The air was still and hot. The city hummed in the distance. It was quiet here in the valley. She felt a slight chill, but that was probably excitement. He smelt of French fries and sweat, but not in an unpleasant way.

“Yes. They are close enough so we can see them move. That’s why they’re called planets. That’s Greek for ‘wanderers.'”

“I thought they would be a different color.”

“Uhm… In space everything is shades of grey.”

“How come they show different colors on TV?”

“It’s just for show,” she felt she was blushing. She weighed the pros and cons of continuing about the light spectrum in vacuum and such. Luckily, he broke the silence.

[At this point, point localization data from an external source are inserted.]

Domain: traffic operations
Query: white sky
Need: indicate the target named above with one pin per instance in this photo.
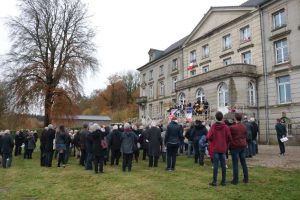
(127, 29)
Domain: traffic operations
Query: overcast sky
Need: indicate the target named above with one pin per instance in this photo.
(127, 29)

“You don’t normally see stars in the city, do you?”

“You don’t,” she nodded. “But those are planets. They are close enough…”

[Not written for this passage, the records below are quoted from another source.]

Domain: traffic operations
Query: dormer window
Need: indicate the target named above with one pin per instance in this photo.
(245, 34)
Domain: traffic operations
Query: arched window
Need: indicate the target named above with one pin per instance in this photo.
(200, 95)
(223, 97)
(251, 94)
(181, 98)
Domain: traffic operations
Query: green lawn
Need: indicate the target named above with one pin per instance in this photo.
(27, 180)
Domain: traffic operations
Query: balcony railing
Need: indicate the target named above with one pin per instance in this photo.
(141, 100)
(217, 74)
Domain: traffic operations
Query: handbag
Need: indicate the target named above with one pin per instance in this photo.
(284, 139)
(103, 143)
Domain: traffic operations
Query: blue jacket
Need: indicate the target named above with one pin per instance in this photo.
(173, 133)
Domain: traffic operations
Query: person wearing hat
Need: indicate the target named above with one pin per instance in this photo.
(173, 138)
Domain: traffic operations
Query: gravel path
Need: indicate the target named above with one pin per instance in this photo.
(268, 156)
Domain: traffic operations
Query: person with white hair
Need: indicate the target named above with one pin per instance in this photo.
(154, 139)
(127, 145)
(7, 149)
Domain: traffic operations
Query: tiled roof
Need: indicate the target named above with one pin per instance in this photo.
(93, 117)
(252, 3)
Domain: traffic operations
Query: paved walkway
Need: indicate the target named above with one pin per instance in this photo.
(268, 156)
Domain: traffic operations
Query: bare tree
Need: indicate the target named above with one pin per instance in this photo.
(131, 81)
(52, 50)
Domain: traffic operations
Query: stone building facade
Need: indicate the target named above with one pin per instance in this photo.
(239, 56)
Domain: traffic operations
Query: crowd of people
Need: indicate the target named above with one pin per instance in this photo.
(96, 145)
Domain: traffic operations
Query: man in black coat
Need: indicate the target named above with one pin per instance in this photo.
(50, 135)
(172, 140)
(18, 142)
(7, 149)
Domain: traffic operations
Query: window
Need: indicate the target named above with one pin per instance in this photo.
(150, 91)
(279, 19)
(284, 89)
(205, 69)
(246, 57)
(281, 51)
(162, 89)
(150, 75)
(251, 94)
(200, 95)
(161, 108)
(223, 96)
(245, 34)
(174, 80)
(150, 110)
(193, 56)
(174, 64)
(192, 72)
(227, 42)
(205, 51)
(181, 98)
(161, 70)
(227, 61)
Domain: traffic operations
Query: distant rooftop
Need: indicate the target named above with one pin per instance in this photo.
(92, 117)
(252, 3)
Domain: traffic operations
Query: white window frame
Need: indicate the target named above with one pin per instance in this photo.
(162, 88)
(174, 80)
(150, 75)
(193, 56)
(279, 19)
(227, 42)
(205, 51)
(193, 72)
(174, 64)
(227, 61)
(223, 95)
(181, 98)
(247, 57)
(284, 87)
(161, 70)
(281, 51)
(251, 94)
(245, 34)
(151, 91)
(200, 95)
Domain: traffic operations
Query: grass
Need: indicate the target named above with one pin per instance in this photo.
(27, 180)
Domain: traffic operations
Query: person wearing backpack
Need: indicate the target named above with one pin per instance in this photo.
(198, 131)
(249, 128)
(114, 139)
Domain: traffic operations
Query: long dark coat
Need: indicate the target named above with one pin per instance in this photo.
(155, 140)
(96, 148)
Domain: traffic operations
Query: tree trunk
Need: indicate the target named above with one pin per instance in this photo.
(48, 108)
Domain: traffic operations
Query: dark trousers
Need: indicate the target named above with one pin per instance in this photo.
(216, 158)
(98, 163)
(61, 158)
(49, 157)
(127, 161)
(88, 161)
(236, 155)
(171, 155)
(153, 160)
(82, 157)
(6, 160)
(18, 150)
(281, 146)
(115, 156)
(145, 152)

She felt embarassed again.

Then the bus appeared from around the corner.

“Thanks for waiting with me,” he said. “Buses in LA, huh?”

“Yeah,” she nodded. She started digging in the dirt with the tip of her shoe. The bus came over. He looked at her just as he was getting on.

“I’ll see you at work.”

She waved him goodbye and then walked down a dark alley between the cheap white houses.

What was that? she asked herself. Going on and on about stars. Good thinking! Now he’ll think you’re a nerd. Well, at least he’ll have something witty to say to a girl he likes. Saturn and Jupiter. Everything’s grey in space. He’ll make it sound cute, too.

When she got to the porch, you could no longer see her from space.

Hotel Royal

“When was the last time you went to a party where people did not talk about hedge funds, and real estate, and 401k?”

The two men were sitting in the lobby, drinking some Italian coffee, waiting for the important client to come down. They were both wearing striped suits. A leather briefcase was sitting next to the elegant armchair, calm, black, and important.

“Huh?” said the second man.

“You know, a party where people talked about exams and vacation plans. Where they had a contest who could drink more. Where there was someone you were dying to see, but you didn’t dare talk to.”

“I dunno, Frank. What’s up with you lately?” said the second man.

“When was the last time you rode on a bus? Or somebody asked you what your major was? When was the last time… The last time you were new to something and anxious to learn?”

The second man put his cup down. He leaned over, checking if people were watching. He feigned an air of confidentiality.

“Right here, in the lobby of this hotel? Are you having your midlife crisis right now?”

The first man leaned back and laughed slightly.